Monday, Nov. 15, 1948
Missionaries to Communism?
Is there any future for Christian missions in China? Yes--but not for the institutionalized missions of the recent past. To make any headway in a China overrun by Communism, missionaries will have to go back to Christian beginnings. So says Journalist Robert Root of the Des Moines Register & Tribune, just back from a tour of the Orient.
Reporter Root outlined his views in somber detail in the Christian Century. Though he wrote even before the fall of Mukden, Root did not find it hard to believe the Communist boast of complete control of China within three or four years. If that should happen, what would be the prospects for Christianity?
Journalist Root thinks there will still be room for a new (or a very old) kind of mission and missionary. There will no longer be "elaborately housed institutions." "The primitive 'rough it' work of the 1st Century disciples comes to mind. The Friends' Ambulance Unit, though it has no evangelization work, is active in Communist China and suggests a pattern. It would be a labor of tents and poor food and maybe overalls . . .

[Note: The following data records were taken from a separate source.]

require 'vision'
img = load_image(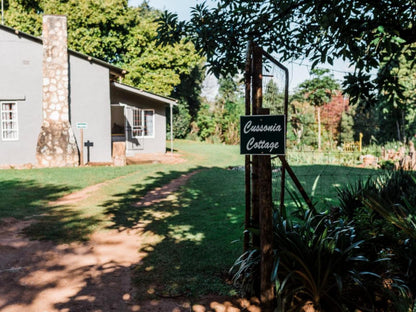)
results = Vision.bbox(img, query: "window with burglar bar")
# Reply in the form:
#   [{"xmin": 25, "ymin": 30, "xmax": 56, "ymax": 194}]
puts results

"But for the devoted there would be compensations. Talk about 'building bridges of understanding'! The Iron Curtain cuts off Russia and central Europe, but it has not yet been demonstrated that there is an Oriental Iron Curtain. Perhaps China is the one place on the globe where an imaginative church, with great experience of the land, could be a leaven able to penetrate the brittle hardtack of Communism."